Protecting 95,5 million hectares of ocean in the North Pacific from Bottom Trawling

In a historic conservation move, the North Pacific Fisheries Management Council adopted the Oceana approach and closed nearly 95,5 million hectares of ocean, including recently discovered deep sea coral gardens, to bottom trawling, industrial fishing’s version of clear cutting. The area protected is roughly twice the size of the state of California.

January, 2005

Doubling funding for fishery observers

Thanks largely to Oceana’s efforts, the U.S. Congress doubled the funding available for fishery observer programs in the 2004 federal budget from approximately $14 million to more than $29 million. This included significant increases for Oceana’s top regional priorities, the New England and west coast groundfish fisheries. Since then, Oceana’s efforts have successfully maintained these funding levels despite significant cuts in many areas of the federal budget.

October, 2004

Stopping bottom trawling in New England’s ocean canyons

After campaigning by Oceana, the Mid-Atlantic Fishery Management Council voted to protect deep-sea coral communities in New England and Mid-Atlantic submarine canyons from destructive monkfish bottom trawling gear.

May, 2004

Stopping cruise ship pollution

Eleven months after the launch of Oceana’s Stop Cruise Pollution campaign, Royal Caribbean Cruise Lines, the second largest cruise ship line in the world, agreed to major reform of its waste treatment practices.
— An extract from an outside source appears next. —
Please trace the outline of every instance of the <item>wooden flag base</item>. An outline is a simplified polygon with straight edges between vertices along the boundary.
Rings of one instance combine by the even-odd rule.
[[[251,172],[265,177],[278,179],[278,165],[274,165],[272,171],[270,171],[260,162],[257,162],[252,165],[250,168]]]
This spares the oceans from 25,000 gallons of sewage from toilets and 143,000 gallons of sewage from sinks, galleys and showers every day.

February, 2003

Saving 60,000 Sea Turtles

Oceana successfully pressured the U.S. government to require larger TEDs (turtle excluder devices) on shrimp nets in the Gulf of Mexico and South Atlantic Ocean, saving an estimated 60,000 sea turtles a year.